Military conflicts often lead to a higher prevalence of sexual exploitation and abuse, human trafficking, lack of access to justice, and a curtailment of reproductive healthcare. The United Nations Office for the Coordination of Humanitarian Affairs (OCHA) estimates that 12,000 suspected ISIS members held by Kurdish militia are at risk of escape. The resurgence of ISIS would be particularly disastrous to the safety and security of women. ISIS is known to enslave, rape, and murder Kurdish women and other ethno-minority groups in the region, including the Yazidi — nearly 3,000 Yazidi women and girls are still missing from Northern Syria and Iraq.

 

In the fight against ISIS, Rojava — the Kurdish-held region in northeastern Syria — was a critical victory for the US and its allied Kurdish forces on the ground. These forces included the Women’s Protection Unit, which fought on the ground with YPG members. Although controversial, the Kurdish governance model in Rojava allowed for “equal representation of women and minorities, fair distribution of land and wealth, a balanced judiciary, and even ecological preservation of northern Syria’s rural landscape.” These gains at democracy-building and women’s rights are hanging on by a thread.

 

Advocacy groups, politicians, and academics have debated many questions from the safety of their office chairs: Should the US have kept troops in Northern Syria indefinitely? Should it have intervened in the first place? Does ending endless wars mean pulling out troops at all costs?
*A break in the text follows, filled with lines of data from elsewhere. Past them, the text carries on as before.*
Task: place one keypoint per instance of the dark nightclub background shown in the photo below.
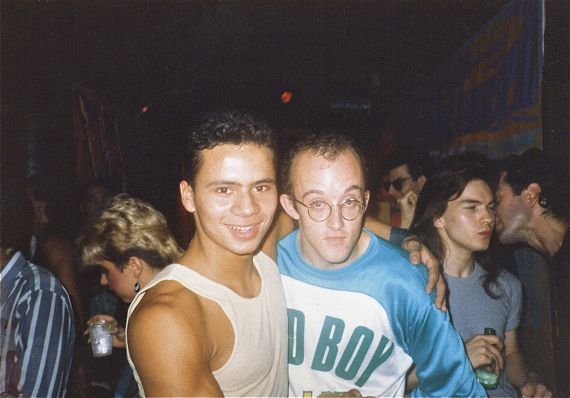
(107, 88)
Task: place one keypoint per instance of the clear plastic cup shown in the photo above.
(101, 338)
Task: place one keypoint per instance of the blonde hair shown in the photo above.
(128, 227)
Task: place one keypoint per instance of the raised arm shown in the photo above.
(442, 367)
(167, 342)
(418, 254)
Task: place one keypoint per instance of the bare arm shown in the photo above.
(517, 372)
(168, 344)
(418, 253)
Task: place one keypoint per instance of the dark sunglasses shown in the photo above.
(397, 183)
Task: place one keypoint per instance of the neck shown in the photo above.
(547, 234)
(237, 272)
(459, 263)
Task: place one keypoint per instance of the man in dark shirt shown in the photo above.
(37, 330)
(532, 208)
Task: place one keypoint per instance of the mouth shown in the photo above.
(335, 239)
(244, 232)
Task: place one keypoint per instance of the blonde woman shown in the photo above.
(130, 242)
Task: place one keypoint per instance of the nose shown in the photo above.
(393, 193)
(246, 204)
(335, 220)
(488, 217)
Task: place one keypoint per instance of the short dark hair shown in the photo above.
(328, 145)
(229, 127)
(446, 184)
(535, 166)
(419, 163)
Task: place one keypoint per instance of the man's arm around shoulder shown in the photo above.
(442, 367)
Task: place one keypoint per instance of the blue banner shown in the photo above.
(486, 97)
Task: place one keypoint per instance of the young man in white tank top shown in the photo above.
(216, 323)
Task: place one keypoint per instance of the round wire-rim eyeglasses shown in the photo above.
(318, 214)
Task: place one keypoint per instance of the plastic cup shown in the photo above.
(101, 339)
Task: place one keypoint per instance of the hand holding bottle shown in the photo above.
(485, 350)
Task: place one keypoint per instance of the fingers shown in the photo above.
(440, 299)
(485, 350)
(414, 247)
(101, 317)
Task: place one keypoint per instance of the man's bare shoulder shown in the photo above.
(167, 299)
(167, 341)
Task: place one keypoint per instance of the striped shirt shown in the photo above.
(37, 332)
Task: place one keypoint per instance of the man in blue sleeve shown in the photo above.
(37, 330)
(358, 313)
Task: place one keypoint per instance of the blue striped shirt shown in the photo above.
(37, 332)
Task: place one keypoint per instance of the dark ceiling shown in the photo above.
(179, 54)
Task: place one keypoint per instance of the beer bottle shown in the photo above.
(486, 373)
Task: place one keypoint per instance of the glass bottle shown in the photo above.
(486, 373)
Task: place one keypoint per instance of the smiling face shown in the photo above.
(234, 197)
(467, 223)
(336, 241)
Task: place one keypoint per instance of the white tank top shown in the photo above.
(258, 363)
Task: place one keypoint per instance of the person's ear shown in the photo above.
(532, 194)
(187, 196)
(135, 266)
(288, 205)
(421, 181)
(438, 223)
(366, 200)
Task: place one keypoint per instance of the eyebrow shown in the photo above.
(475, 202)
(235, 183)
(347, 190)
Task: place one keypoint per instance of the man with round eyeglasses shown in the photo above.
(358, 316)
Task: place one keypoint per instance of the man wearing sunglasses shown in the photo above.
(358, 316)
(408, 171)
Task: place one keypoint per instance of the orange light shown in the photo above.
(286, 97)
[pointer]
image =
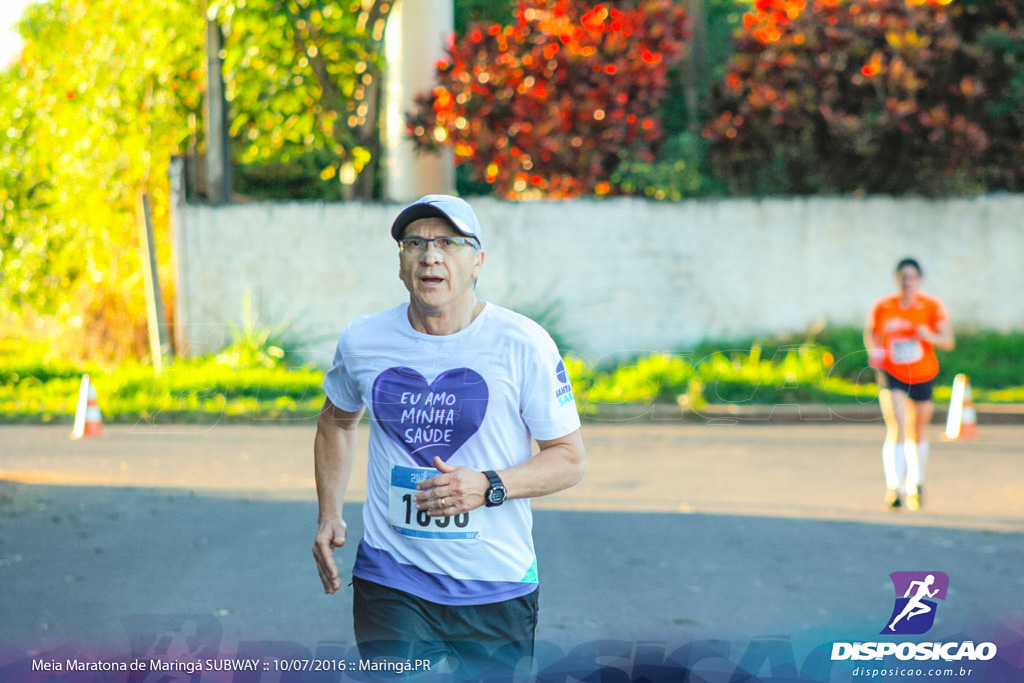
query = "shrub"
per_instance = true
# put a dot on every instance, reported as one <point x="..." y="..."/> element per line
<point x="548" y="104"/>
<point x="855" y="95"/>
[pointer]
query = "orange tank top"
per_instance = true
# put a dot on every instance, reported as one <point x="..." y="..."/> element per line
<point x="908" y="357"/>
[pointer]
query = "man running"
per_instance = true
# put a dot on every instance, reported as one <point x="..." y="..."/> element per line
<point x="457" y="391"/>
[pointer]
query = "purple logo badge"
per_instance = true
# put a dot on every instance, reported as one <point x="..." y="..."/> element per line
<point x="913" y="612"/>
<point x="433" y="419"/>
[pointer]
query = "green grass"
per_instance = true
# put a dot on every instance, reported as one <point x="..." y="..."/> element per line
<point x="251" y="380"/>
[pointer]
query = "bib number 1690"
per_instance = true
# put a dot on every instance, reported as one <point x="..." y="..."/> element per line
<point x="423" y="519"/>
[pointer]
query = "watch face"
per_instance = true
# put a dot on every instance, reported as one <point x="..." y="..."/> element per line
<point x="496" y="496"/>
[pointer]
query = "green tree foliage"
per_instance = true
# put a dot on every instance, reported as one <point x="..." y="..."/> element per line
<point x="303" y="81"/>
<point x="94" y="108"/>
<point x="548" y="105"/>
<point x="858" y="95"/>
<point x="107" y="91"/>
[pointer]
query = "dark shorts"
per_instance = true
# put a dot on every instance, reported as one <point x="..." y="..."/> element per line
<point x="920" y="391"/>
<point x="484" y="640"/>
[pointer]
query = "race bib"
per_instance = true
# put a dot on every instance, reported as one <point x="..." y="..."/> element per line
<point x="907" y="350"/>
<point x="406" y="519"/>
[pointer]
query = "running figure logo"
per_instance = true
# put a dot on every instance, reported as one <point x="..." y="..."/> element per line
<point x="913" y="612"/>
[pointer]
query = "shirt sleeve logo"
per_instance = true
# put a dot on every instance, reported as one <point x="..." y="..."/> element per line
<point x="564" y="393"/>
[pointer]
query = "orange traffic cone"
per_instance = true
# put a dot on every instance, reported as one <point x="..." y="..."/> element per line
<point x="962" y="422"/>
<point x="88" y="421"/>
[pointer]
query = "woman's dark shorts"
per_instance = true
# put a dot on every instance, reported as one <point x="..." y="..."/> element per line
<point x="920" y="391"/>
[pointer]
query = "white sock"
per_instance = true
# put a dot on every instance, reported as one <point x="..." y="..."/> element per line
<point x="893" y="464"/>
<point x="915" y="475"/>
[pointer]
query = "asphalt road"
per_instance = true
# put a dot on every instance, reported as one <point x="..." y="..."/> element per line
<point x="679" y="535"/>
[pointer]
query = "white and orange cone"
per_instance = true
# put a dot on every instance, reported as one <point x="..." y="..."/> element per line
<point x="88" y="421"/>
<point x="962" y="422"/>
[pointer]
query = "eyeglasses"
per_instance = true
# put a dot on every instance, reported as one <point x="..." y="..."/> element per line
<point x="446" y="244"/>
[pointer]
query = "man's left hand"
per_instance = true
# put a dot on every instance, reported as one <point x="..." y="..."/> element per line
<point x="455" y="491"/>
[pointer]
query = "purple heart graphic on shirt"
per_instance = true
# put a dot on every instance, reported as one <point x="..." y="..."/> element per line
<point x="432" y="419"/>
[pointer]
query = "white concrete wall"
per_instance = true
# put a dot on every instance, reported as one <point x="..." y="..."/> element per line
<point x="631" y="275"/>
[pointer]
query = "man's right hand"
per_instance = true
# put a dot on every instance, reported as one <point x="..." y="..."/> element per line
<point x="330" y="535"/>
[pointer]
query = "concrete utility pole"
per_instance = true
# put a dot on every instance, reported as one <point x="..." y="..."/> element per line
<point x="218" y="151"/>
<point x="415" y="40"/>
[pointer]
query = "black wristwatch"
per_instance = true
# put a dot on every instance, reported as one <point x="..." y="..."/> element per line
<point x="496" y="494"/>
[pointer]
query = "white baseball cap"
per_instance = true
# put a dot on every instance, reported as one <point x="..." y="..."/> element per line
<point x="453" y="209"/>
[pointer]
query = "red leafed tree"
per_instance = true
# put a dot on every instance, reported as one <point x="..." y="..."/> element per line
<point x="548" y="105"/>
<point x="849" y="95"/>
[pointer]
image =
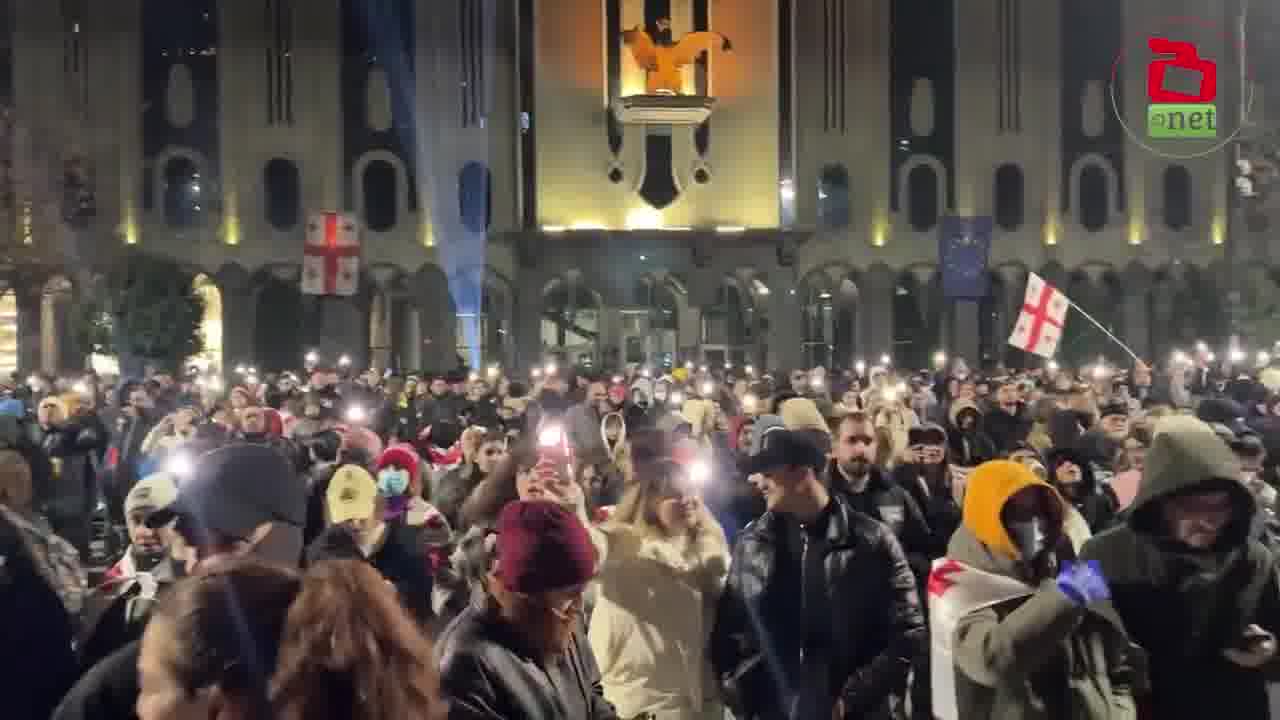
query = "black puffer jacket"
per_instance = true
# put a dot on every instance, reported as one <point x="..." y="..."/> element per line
<point x="854" y="630"/>
<point x="1096" y="502"/>
<point x="485" y="673"/>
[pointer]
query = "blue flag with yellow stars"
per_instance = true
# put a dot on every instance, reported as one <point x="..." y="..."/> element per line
<point x="964" y="247"/>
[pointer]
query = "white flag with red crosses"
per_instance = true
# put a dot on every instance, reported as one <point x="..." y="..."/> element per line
<point x="330" y="259"/>
<point x="1040" y="324"/>
<point x="955" y="591"/>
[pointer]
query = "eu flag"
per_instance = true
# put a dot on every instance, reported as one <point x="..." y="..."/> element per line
<point x="963" y="251"/>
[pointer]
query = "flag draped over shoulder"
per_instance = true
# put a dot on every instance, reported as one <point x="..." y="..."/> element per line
<point x="964" y="247"/>
<point x="955" y="591"/>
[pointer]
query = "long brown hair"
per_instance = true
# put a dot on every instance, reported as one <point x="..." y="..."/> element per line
<point x="638" y="507"/>
<point x="499" y="488"/>
<point x="334" y="643"/>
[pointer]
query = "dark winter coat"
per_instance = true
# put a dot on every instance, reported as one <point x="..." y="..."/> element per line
<point x="1184" y="606"/>
<point x="37" y="664"/>
<point x="487" y="674"/>
<point x="1096" y="502"/>
<point x="850" y="632"/>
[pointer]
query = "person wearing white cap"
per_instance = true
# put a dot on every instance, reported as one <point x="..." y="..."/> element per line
<point x="115" y="613"/>
<point x="359" y="529"/>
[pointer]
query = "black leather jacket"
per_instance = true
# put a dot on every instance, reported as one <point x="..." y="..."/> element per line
<point x="869" y="621"/>
<point x="487" y="675"/>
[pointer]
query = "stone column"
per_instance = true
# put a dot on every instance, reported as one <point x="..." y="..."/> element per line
<point x="528" y="318"/>
<point x="876" y="313"/>
<point x="1162" y="317"/>
<point x="786" y="329"/>
<point x="240" y="315"/>
<point x="410" y="333"/>
<point x="30" y="323"/>
<point x="344" y="329"/>
<point x="50" y="345"/>
<point x="380" y="331"/>
<point x="1134" y="313"/>
<point x="967" y="338"/>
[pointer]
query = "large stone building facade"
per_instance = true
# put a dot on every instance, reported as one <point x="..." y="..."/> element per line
<point x="512" y="208"/>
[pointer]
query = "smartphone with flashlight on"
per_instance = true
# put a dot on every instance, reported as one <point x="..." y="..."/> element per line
<point x="554" y="454"/>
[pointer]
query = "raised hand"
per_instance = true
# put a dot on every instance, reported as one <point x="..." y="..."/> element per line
<point x="1083" y="583"/>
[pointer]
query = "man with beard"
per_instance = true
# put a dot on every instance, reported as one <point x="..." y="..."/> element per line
<point x="1189" y="584"/>
<point x="241" y="500"/>
<point x="136" y="419"/>
<point x="821" y="615"/>
<point x="969" y="445"/>
<point x="522" y="654"/>
<point x="855" y="477"/>
<point x="1073" y="477"/>
<point x="1006" y="423"/>
<point x="583" y="420"/>
<point x="74" y="441"/>
<point x="1104" y="442"/>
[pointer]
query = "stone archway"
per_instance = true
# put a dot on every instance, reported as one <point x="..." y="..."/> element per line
<point x="571" y="320"/>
But the fact of the matter is that American involvement has consequences and we have to decide what role, if any, the US should play in ameliorating the risks that vulnerable groups now face.

 

Without the assurance of security, civil society cannot flourish. American military presence overseas should be replaced with diplomatic solutions and humanitarian aid efforts. The tenuous assertion, relayed by President Trump, from the Turkish government that the ceasefire is permanent should be backed by a formal and comprehensive resolution between Syrian and Turkish forces in order to reduce potential military conflict and regional instability. Previous peace negotiations between Russia, Iran, and Turkey have not been effective in the cessation of hostilities or in the protection of civilians and provision of humanitarian aid. Therefore, it is crucial that the US does not forfeit all control over these negotiations to Russia, which does not seem to prioritize the safety and wellbeing of the populace.

 

Additionally, preventing the 19-mile-deep “Safe Zone” on the Syrian side of the Turkey-Syria border from becoming a death trap is of utmost concern. Turkey’s plan is to reclaim this territory — both to subdue the Kurds and to initiate plans for forced resettlement of Syrian refugees — has major humanitarian consequences. In diplomatic talks, the US should condemn using the “Safe Zone” as an excuse to create a military campaign and forcefully resettle Syrian refugees in Kurdish-majority territory.

 

Once a resolution is reached to end active conflict, the United States should offer direct humanitarian assistance and support local and regional organizations working to mitigate the effects of displacement. Kurdish-led democratization and increases in women’s political participation in areas like Rojava will not be able to progress without a base level of humanitarian aid and conflict resolution. Fowza Youssef, a senior Kurdish politician, who fears more kidnapping and rape by Turkish-backed factions during the offensive, asks “that the American people support women to continue in the efforts of maintaining this democratic system we have established.” The US should heed her call by supporting sustainable, Kurdish-led programming.

 

After the US exits a conflict militarily, it must use diplomatic and humanitarian solutions to mitigate the consequences left in its wake.